O documento, segundo descreve a Polícia Federal, traçava cenários para o assassinato do presidente Luiz Inácio Lula da Silva (PT), do vice-presidente Geraldo Alckmin (PSB) e do ministro Alexandre de Moraes, relator da ação penal da trama golpista.
Os investigadores apontam, porém, que há outros elementos que supostamente comprovam a participação do general na trama golpista.
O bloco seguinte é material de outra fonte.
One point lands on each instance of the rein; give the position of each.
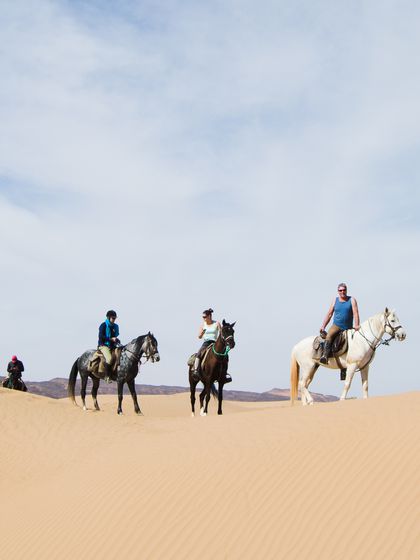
(226, 350)
(223, 354)
(380, 341)
(139, 356)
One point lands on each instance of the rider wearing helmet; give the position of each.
(15, 368)
(107, 340)
(346, 316)
(209, 331)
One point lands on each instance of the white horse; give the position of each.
(362, 345)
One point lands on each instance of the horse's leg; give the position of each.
(208, 394)
(83, 390)
(347, 383)
(132, 386)
(95, 387)
(307, 374)
(202, 394)
(364, 373)
(220, 398)
(193, 385)
(120, 394)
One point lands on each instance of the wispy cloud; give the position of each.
(161, 157)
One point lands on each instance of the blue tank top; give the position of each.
(343, 314)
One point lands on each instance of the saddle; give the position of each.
(191, 359)
(97, 363)
(339, 346)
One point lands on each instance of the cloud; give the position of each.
(163, 157)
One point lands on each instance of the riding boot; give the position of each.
(325, 352)
(107, 377)
(196, 371)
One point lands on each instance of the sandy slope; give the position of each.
(338, 480)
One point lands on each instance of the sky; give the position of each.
(162, 157)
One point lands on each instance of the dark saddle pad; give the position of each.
(97, 362)
(203, 356)
(339, 346)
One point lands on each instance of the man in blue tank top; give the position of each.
(346, 316)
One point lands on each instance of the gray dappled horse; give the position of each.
(128, 368)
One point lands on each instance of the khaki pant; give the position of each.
(332, 333)
(106, 351)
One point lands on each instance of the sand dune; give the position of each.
(337, 480)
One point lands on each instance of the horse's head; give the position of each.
(393, 326)
(150, 348)
(227, 334)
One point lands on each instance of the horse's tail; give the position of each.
(72, 381)
(294, 379)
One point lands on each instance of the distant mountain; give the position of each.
(57, 389)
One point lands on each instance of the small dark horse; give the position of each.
(214, 369)
(145, 345)
(15, 382)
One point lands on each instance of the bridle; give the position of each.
(148, 353)
(227, 347)
(379, 341)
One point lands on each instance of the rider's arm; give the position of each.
(328, 316)
(356, 319)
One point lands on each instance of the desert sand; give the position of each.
(265, 480)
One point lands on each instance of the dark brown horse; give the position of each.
(15, 382)
(213, 369)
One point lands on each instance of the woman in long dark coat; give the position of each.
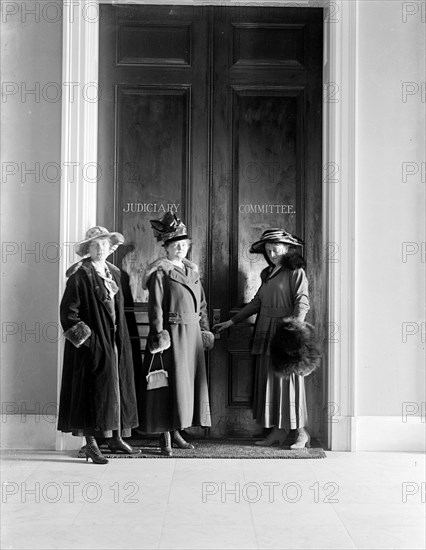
(279, 403)
(98, 398)
(179, 332)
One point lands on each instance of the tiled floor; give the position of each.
(348, 500)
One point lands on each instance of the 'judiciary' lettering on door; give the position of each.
(150, 207)
(266, 209)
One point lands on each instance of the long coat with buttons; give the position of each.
(98, 390)
(177, 304)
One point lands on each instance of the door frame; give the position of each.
(80, 60)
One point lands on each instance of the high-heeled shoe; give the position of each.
(166, 444)
(116, 444)
(180, 441)
(276, 437)
(91, 450)
(303, 439)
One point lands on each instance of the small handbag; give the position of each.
(157, 378)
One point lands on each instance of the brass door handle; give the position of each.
(216, 319)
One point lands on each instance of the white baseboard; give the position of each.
(34, 432)
(390, 433)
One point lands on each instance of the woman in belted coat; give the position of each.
(279, 403)
(98, 397)
(179, 333)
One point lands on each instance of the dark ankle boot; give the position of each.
(91, 450)
(180, 441)
(166, 444)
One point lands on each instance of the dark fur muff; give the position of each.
(293, 349)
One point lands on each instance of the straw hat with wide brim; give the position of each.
(98, 232)
(275, 236)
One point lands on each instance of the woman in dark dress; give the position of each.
(98, 398)
(279, 403)
(179, 332)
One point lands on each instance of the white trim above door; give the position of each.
(78, 183)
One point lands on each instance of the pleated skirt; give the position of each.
(278, 402)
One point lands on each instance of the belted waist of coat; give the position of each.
(184, 318)
(276, 311)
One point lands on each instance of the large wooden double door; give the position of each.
(215, 114)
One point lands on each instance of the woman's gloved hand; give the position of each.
(219, 327)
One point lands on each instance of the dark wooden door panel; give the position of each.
(215, 114)
(266, 146)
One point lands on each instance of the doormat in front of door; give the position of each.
(215, 448)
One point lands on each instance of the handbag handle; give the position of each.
(152, 360)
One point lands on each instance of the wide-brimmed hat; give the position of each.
(98, 232)
(275, 235)
(169, 228)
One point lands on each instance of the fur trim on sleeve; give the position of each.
(78, 334)
(165, 265)
(208, 339)
(159, 342)
(293, 349)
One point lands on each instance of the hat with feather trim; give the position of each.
(98, 232)
(169, 228)
(275, 235)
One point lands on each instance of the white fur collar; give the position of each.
(165, 265)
Relatório da PF também descreve, por exemplo, que no dia 16 de dezembro, um outro arquivo contendo uma minuta de instituição de um Gabinete de Crise, que seria criado após o golpe, também foi impresso no Palácio do Planalto por um login associado a Fernandes.
A apuração identificou que foram seis cópias impressas, "possivelmente para que os documentos fossem distribuídos a terceiros, eventualmente, em alguma reunião". Os investigadores destacam ainda que, no dia seguinte às impressões, Fernandes foi ao Palácio da Alvorada, onde Bolsonaro ficou recluso nos meses finais de seu governo.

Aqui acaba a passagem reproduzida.